Auch mit den neuen Beiständen lief einiges schief. Da ist zum Beispiel die Sache mit dem Bett. Carlo braucht seit Jahren ein neues Pflegebett, das alte wird nur noch von Klebstreifen und Schnüren zusammengehalten. Zudem ist es zu schmal. «Carlos Bewegungsradius ist durch seine Krankheit selbst im Liegen massiv eingeschränkt. Wenn er im Schlaf rumrobbt, verheddert er sich manchmal in den Gitterstäben. Das löst bei ihm einen epileptischen Anfall aus, weil er sich nicht befreien kann», sagt Emrlah Selimi.

Schon 2015 begann er, nach einem passenden Bett zu suchen. In Kreuzlingen wurde er fündig. Zusammen mit der Empfehlung von Carlos Hausarzt schickte er die Offerte des Herstellers an den Beistand. Ein Bett erhielt Carlo trotzdem nie. «Ich legte dem Herrn immer wieder Offerten persönlich vor, doch der schmiss sie vor meinen Augen in den Papierkorb», sagt er.

Beiständin liess sich verleugnen

Auch die aktuelle Beiständin wollte nichts von einem neuen Bett wissen, geschweige denn von Selimis Wunsch, die Sache mit dem Vertrag zu klären. Am Telefon liess sie sich jahrelang verleugnen. Nicht einmal auf eingeschriebene Briefe reagierte sie. Sie hat ihren Klienten in den zweieinhalb Jahren seit ihrem Amtsantritt nicht ein einziges Mal gesehen. Nicht nur Anstand und Menschlichkeit schreiben Besuche vor, sondern auch das Zivilgesetzbuch.

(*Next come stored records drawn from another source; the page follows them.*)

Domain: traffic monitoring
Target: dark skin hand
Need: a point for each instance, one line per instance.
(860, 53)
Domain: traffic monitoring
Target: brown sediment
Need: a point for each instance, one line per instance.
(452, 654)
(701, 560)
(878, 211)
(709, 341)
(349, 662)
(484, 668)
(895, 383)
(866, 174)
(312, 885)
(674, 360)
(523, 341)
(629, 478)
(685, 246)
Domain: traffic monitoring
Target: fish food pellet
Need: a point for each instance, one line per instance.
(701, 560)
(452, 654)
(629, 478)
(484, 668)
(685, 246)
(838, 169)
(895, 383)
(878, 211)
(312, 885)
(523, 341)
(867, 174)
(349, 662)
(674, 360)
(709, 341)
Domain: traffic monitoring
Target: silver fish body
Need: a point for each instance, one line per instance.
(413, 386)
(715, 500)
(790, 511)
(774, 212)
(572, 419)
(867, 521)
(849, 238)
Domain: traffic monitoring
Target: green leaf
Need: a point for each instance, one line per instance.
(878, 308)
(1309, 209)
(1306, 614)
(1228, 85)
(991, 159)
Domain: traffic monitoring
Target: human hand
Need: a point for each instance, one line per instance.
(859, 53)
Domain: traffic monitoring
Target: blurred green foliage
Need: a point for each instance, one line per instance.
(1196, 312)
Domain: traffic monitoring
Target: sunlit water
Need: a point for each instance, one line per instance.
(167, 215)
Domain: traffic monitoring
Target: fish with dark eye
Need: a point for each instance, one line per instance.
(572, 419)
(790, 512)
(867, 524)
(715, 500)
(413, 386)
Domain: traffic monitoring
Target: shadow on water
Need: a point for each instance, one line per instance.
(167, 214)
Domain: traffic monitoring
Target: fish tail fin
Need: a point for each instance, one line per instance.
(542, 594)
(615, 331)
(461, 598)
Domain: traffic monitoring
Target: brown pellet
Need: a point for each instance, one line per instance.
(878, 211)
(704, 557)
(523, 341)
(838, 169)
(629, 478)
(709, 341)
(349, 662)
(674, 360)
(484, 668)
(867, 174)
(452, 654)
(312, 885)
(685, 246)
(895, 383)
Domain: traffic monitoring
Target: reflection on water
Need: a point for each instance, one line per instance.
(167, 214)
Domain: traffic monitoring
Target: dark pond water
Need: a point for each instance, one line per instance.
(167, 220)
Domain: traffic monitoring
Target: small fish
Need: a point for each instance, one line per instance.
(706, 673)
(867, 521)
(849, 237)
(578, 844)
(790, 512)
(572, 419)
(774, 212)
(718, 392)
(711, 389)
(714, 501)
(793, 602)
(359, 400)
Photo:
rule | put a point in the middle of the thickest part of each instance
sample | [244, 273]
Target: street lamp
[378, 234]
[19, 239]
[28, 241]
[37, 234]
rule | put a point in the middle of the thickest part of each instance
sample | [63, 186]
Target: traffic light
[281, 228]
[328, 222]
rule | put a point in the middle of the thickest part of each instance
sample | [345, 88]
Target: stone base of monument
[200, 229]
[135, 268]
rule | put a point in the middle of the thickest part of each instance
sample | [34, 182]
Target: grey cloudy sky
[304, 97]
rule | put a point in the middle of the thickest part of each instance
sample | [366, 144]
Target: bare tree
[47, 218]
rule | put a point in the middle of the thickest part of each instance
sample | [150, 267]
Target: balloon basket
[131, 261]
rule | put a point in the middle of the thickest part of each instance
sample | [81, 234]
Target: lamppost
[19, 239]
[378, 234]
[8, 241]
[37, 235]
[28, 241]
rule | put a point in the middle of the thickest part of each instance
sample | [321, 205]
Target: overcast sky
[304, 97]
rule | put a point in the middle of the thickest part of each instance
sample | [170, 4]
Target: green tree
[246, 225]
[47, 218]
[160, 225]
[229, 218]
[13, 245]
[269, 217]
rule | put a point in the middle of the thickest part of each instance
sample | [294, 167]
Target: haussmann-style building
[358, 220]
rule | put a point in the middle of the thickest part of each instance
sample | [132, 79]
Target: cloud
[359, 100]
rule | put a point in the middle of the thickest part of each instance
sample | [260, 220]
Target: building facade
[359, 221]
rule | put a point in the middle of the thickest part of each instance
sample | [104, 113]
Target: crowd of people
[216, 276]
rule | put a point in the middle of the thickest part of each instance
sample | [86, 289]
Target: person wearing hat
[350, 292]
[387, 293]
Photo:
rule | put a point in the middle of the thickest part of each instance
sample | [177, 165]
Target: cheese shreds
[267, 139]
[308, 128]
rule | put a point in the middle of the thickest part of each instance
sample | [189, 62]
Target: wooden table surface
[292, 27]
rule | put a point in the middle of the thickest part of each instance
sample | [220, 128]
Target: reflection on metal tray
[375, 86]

Emrlah Selimi wurden mutmasslich Zigtausende Franken vorenthalten. Ausgerechnet ihm, der mit sehr viel Liebe eine Arbeit verrichtet, die nur die wenigsten aushalten würden. «Wir stellen uns auf den Standpunkt, dass Herr Selimi seit zehn Jahren einen rechtskräftigen schriftlichen Arbeitsvertrag über jährlich 72'000 Franken brutto hat», sagt Anwalt Pierre Heusser. Das Gesetz sehe in solchen Fällen zwar eine Verjährungsfrist von fünf Jahren vor. «Unseres Erachtens wäre es nur anständig, wenn die Sozialen Dienste zu ihren Fehlern stehen und den vorenthaltenen Lohn vollumfänglich nachzahlen würden, statt sich hinter der gesetzlichen Verjährung zu verstecken.»

Über zwei Monate nachdem Selimis Anwalt Fragen bei den Sozialen Diensten deponierte, hat er noch immer keine konkreten Antworten. Eine Lohnbuchhaltung im eigentlichen Sinn habe es nie gegeben. «Wir prüfen zurzeit den Fall und die von Herrn S. formulierten Vorwürfe. Für allfällige Fehler unsererseits werden wir die Verantwortung übernehmen», antwortete das Sozialdepartement Zürich auf Fragen des Beobachters. 

Immerhin wird Carlo jetzt eine neue Beiständin oder einen neuen Beistand erhalten.